Freilich ist es nicht einfach, die Tätigkeit des literarischen Übersetzens begrifflich zu fassen und ihren künstlerischen Kern aufzuzeigen. Neben den bereits genannten hat man noch eine Menge anderer Metaphern bemüht, um den Literaturübersetzer zu beschreiben, doch keine wird dem literarischen Übersetzer wirklich gerecht.

2. Übersetzen ist Kunst

Literarisches Übersetzen ist eine Kunst wie jeder andere. Ich meine das im klassischen Sinn, auch wenn die Kunst des Übersetzens in der Antike noch nicht als solche genannt wurde – die hellenistische Welt bedurfte schließlich keiner Übersetzung Homers, und auch die Filmkunst war der Antike noch nicht bekannt. Trotzdem würde heute niemand bestreiten, daß es sich bei der Verfilmung eines Romans um ein eigenständiges Kunstwerk handelt.

Um diese These zu stützen, möchte ich den Übersetzer mit einem Interpreten vergleichen. Nicht mit dem literaturwissenschaftlichen Interpreten, der Texte auslegt und deutet, sondern mit Interpreten, wie es Sänger, Musiker, Schauspieler, Regisseure oder Vorleser sind. Gleich ihnen liefert der Übersetzer durch seine Kunst die Interpretation eines Originals.

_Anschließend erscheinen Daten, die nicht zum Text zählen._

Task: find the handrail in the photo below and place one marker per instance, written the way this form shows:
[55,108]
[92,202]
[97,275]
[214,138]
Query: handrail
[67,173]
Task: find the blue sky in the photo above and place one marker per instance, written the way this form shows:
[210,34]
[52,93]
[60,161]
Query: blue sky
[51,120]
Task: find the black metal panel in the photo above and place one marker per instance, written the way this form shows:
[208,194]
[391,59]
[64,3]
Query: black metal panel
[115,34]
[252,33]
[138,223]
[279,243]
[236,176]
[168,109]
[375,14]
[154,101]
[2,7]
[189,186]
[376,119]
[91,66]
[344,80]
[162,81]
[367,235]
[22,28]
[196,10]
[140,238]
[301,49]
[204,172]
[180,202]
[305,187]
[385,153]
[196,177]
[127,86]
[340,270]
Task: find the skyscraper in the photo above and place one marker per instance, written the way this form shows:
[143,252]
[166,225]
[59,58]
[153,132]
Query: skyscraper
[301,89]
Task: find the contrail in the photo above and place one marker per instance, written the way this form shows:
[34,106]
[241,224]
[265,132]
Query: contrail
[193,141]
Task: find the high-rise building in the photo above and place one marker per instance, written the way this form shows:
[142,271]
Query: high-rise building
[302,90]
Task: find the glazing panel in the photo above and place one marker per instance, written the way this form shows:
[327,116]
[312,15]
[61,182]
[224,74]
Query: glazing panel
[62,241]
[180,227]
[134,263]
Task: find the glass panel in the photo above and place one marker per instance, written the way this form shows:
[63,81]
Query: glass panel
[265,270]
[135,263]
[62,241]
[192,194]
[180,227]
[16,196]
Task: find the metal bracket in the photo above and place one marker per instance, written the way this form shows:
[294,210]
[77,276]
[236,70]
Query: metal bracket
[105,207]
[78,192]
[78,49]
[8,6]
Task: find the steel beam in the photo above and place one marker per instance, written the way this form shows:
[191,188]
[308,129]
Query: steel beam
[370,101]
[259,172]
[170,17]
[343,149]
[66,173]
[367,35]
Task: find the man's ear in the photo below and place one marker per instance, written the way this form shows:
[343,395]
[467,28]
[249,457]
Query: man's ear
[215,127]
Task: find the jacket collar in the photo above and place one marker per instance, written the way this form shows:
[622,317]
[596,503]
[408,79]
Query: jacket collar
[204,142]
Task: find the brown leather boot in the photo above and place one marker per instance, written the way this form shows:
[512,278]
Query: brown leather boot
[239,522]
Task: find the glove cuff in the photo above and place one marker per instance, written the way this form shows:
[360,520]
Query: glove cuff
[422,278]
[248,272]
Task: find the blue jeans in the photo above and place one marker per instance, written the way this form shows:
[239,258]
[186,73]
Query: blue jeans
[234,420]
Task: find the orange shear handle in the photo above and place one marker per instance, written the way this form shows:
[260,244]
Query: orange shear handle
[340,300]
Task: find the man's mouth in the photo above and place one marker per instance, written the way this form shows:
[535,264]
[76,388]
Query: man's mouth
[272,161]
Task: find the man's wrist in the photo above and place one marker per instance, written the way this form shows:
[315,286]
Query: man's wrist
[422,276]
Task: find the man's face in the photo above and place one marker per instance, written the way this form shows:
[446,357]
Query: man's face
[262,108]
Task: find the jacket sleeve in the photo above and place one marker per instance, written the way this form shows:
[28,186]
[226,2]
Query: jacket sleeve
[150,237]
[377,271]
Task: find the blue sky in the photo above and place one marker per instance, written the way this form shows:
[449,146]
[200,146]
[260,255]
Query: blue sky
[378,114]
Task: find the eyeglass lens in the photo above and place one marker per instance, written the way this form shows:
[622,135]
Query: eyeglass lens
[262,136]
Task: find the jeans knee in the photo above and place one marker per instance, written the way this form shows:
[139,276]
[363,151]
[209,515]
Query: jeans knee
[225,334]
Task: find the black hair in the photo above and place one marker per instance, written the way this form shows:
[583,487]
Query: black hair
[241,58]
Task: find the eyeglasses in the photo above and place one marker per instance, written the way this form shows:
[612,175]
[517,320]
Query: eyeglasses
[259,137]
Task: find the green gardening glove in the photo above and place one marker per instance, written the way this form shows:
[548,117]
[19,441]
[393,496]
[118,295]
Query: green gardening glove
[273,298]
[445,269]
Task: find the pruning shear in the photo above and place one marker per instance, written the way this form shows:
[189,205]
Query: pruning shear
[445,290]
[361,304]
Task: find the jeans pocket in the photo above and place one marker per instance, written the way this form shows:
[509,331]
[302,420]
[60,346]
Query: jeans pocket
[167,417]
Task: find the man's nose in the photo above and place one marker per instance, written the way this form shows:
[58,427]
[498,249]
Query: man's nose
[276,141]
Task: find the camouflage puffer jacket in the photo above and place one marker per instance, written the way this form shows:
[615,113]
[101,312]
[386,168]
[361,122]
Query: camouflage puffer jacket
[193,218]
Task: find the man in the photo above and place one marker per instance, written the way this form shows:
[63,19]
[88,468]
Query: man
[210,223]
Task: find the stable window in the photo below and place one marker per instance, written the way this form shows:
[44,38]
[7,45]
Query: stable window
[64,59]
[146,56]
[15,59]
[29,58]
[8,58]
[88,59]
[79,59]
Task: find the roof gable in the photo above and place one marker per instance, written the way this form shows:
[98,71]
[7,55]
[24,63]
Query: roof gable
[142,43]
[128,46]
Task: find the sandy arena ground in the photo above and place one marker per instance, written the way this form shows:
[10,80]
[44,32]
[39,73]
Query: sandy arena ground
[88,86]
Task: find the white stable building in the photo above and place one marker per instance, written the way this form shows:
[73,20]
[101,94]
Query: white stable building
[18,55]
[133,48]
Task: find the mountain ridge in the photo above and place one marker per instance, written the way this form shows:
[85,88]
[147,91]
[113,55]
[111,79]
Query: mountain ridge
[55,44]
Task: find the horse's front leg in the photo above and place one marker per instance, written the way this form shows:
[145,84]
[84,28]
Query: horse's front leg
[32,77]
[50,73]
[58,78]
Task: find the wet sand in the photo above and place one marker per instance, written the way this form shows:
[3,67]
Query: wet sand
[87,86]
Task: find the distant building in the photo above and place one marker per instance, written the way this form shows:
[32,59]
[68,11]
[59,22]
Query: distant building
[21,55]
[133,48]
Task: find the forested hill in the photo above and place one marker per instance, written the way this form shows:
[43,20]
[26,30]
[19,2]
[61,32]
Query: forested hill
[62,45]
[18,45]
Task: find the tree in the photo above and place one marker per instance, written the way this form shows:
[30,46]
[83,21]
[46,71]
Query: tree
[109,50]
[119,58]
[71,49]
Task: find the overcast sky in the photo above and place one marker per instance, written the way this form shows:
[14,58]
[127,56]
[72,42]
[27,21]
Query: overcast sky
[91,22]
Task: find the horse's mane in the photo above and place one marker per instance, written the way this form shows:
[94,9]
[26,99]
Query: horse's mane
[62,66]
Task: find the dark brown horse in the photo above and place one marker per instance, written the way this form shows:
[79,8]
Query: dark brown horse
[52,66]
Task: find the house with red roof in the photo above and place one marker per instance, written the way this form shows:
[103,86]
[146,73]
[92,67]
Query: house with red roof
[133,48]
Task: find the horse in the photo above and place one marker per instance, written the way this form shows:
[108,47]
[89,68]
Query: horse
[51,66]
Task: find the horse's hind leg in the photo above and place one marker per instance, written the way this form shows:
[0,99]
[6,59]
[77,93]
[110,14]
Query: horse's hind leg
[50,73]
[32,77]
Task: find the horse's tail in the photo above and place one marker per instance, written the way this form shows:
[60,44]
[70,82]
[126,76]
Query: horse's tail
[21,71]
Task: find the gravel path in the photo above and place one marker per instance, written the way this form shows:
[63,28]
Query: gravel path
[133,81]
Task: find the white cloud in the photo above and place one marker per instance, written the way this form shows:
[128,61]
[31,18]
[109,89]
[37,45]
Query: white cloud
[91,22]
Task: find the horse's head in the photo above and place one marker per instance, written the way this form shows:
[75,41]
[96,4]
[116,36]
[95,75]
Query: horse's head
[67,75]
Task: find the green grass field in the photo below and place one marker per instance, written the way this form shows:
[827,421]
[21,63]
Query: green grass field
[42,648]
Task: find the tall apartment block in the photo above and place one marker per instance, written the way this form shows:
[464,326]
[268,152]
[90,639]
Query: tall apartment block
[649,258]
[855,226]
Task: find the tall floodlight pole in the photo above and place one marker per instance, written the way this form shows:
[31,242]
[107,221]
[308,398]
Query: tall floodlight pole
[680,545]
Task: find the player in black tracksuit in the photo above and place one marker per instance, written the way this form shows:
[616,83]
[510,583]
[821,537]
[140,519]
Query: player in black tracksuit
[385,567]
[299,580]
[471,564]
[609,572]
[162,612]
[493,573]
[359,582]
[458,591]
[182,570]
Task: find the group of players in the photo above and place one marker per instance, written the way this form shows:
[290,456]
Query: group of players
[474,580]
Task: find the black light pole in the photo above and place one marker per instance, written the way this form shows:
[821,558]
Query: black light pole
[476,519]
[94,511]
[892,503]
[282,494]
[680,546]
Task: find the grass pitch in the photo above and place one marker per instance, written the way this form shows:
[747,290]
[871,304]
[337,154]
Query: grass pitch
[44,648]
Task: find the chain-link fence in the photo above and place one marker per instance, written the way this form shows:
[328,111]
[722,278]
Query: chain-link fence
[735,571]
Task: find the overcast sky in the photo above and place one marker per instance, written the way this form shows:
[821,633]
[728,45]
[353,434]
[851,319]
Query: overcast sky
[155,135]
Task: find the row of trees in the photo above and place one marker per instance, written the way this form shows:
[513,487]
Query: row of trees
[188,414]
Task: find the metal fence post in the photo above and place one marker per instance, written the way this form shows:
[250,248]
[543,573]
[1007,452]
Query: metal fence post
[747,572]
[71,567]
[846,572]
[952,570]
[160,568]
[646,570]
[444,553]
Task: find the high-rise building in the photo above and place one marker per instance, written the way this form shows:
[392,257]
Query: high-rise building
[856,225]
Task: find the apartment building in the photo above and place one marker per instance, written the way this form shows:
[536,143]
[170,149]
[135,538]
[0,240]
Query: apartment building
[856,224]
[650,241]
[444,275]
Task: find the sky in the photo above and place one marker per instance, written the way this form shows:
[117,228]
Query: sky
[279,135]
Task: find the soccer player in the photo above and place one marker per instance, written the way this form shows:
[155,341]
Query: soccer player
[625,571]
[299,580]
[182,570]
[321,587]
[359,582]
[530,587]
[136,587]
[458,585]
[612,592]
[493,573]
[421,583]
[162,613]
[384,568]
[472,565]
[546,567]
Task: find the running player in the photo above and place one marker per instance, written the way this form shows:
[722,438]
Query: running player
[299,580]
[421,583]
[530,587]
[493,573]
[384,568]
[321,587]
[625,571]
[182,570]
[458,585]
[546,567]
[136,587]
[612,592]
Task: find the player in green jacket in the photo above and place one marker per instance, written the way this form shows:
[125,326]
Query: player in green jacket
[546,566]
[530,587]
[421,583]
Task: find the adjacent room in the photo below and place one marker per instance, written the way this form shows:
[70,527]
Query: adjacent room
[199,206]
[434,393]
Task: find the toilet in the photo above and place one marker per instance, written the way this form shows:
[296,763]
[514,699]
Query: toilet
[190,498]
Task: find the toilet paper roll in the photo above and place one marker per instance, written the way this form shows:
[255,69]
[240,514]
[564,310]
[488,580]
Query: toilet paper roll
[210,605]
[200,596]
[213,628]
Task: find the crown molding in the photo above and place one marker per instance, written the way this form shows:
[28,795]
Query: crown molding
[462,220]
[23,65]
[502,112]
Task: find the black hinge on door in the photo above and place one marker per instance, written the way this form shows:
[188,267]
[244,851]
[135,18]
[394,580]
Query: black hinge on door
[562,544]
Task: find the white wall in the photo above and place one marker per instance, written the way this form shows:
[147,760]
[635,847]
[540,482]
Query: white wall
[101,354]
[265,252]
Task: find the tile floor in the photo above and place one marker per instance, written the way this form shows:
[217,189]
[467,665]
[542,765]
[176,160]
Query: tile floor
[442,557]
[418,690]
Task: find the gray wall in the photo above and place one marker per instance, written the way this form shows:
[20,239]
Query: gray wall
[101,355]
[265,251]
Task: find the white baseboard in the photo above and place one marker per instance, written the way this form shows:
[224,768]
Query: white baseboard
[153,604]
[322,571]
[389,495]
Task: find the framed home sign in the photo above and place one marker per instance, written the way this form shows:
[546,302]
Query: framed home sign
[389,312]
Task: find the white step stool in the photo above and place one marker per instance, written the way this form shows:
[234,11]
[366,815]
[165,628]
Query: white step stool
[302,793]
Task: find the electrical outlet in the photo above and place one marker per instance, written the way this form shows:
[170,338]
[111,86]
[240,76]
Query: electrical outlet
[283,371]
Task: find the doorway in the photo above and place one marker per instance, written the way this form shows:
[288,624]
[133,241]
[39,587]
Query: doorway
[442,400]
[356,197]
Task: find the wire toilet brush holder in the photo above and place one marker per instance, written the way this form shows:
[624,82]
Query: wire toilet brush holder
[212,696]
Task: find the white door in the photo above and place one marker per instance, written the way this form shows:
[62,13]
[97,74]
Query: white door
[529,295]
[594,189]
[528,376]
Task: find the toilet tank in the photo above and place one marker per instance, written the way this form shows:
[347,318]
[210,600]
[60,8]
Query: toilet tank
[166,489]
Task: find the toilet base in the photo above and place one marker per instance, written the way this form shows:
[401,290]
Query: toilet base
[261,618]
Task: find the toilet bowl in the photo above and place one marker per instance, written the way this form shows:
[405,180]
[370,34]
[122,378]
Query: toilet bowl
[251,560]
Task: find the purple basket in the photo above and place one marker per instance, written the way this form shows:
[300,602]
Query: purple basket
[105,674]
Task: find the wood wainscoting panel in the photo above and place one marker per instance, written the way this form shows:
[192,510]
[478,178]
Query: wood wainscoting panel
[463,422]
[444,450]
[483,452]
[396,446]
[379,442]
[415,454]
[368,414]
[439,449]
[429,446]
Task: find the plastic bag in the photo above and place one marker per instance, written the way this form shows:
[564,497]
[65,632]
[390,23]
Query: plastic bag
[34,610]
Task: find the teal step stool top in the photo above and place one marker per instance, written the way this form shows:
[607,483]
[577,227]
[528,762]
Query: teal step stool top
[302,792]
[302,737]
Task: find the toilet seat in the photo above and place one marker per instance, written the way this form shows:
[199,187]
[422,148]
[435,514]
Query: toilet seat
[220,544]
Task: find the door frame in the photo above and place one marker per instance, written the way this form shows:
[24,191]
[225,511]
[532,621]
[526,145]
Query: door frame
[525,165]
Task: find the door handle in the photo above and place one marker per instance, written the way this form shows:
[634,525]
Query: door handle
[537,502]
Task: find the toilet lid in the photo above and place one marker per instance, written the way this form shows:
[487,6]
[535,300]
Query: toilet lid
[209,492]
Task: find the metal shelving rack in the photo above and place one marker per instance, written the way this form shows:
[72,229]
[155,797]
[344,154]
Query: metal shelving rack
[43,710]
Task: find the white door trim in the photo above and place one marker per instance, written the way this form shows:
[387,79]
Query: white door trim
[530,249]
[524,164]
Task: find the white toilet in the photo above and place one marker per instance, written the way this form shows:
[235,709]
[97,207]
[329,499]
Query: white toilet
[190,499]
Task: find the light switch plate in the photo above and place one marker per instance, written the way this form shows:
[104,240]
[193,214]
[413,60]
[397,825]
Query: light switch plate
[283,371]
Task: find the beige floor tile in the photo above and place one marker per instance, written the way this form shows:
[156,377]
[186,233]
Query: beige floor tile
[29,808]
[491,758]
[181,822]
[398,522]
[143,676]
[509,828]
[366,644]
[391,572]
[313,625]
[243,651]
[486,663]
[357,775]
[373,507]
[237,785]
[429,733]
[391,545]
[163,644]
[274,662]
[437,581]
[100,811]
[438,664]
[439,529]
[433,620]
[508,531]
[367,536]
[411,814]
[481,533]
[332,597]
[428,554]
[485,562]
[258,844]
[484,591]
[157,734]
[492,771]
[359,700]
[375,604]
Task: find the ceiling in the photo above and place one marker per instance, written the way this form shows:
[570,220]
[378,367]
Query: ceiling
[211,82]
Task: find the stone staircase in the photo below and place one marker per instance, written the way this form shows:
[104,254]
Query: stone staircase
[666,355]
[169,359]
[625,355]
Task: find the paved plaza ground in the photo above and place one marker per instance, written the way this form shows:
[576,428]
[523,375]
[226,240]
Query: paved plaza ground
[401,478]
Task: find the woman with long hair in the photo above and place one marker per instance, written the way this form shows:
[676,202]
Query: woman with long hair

Niemand bestreitet die künstlerische Leistung eines Regisseurs, ob er Don Carlos inszeniert oder die Lindenstraße, niemand die künstlerische Ausdruckskraft einer Schauspielerin, ob sie Maria Stuart spielt oder Bella Block, niemand die Kunst einer Sängerin, ob es die hohe einer Callas oder die populäre einer Madonna ist. Selbst, wenn ein Interpret der Volksmusik zum x-ten Mal einen x-beliebigen Gassenhauer trällert, wird seine musikalische Leistung als Kunst anerkannt. Ganz zu schweigen von den Genies wie Gulda oder Gould – kein vernünftiger Geist würde je die Originalität ihrer Beethoven-Interpretationen in Zweifel ziehen.

Geben aber Übersetzer ihre Version eines Textes von Sterne oder Stendhal, von Jane Austen oder Paul Auster zum Besten, ist das bestenfalls „kongenial“, ein werkgetreuer Abklatsch bar jeder Originalität, die nur dem Autor des Originals zugesprochen wird. Von den Niederungen der Unterhaltungs- und Sachbuchliteratur brauchen wir gar nicht erst reden. Da können sich die Übersetzerinnen und Übersetzer einer Maeve Binchy, Sarah Harvey oder eines Stephen King noch so abstrampeln, ihre hohe Kunst, schiefe Bilder oder chaotischen Satzbau, kurz, die unzulängliche Sprache des Originals in ein halbwegs vergnügliches und lesbares Deutsch zu übertragen, wird noch lange um Anerkennung ringen.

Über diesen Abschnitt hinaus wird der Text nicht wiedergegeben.